If companies and investors in the United States are confident about Mexico and Chile, they’re skittish about Brazil in the wake of the election in October of a socialist president. Since his election, Luiz Inacio Lula da Silva – known as Lula – has tried to reassure investors abroad, noted William Bethlem, president of Unibanco Securities, an arm of Brazil’s third-largest private sector bank. Even so, they’re pulling back. “There are no long-term [stock market] investors in Brazil right now. Liquidity” – the ability to get their money out when they want it – “is a key concern. Two billion dollars was taken out of the market in 2002.”

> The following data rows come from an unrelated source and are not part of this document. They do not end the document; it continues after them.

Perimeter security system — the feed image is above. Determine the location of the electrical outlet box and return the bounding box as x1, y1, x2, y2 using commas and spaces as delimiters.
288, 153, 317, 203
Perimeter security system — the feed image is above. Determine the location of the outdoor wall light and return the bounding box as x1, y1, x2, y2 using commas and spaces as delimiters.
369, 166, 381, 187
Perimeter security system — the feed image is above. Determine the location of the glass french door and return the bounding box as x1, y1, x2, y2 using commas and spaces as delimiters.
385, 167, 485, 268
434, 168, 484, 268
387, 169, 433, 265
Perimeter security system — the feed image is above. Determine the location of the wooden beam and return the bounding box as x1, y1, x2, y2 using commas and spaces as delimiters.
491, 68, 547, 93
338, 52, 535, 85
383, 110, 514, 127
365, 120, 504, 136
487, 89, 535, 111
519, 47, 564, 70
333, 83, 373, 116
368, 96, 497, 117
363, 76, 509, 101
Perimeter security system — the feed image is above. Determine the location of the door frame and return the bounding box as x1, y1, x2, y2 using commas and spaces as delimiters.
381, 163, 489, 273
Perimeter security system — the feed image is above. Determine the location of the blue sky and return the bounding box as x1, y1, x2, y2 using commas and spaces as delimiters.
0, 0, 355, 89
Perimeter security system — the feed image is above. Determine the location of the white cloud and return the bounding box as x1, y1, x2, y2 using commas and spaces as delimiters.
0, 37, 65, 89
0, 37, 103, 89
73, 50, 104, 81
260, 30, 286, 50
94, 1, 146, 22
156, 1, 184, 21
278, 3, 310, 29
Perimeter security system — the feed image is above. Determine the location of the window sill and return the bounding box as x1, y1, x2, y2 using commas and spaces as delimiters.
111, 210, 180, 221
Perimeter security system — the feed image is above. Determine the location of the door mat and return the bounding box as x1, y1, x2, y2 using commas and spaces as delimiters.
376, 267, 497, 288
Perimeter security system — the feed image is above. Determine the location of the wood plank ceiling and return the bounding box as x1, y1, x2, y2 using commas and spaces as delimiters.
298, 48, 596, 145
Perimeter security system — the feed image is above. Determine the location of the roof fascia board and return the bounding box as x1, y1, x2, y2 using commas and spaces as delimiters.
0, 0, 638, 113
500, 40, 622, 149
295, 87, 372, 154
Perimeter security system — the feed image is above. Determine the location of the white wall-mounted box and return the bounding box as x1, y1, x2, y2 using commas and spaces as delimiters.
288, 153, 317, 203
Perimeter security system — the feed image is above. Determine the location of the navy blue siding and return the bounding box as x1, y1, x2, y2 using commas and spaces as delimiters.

Corporations have slowed their direct investments, too. “It was about $22 billion to $23 billion in 2001,” Bethlem said. “We’re estimating $16 billion in 2002 and $17 billion to $18 billion in 2003.” And U.S. banks have clamped down on the country’s credit lines for trade, even though it hasn’t defaulted on trade lines. “We talk to the managers, and they say they’ve been burned in the U.S. with corporate scandals and burned in Argentina, and they can’t afford to be burned in Brazil.”

In general, investors are pessimistic these days about
Latin America. “There’s quite a bit of fright after the meltdown in Argentina,” said Stevens of XL Capital. “And there’s concern about the reform fatigue that seems to have overtaken the region.” Many analysts, for example, have interpreted Lula’s election in Brazil as a response to the economic austerity measures undertaken at the behest of the U.S. government, Wall Street and international development organizations such as the World Bank and International Monetary Fund. But in the longer run, Stevens predicted, “the countries of Latin America will be significant economic players.”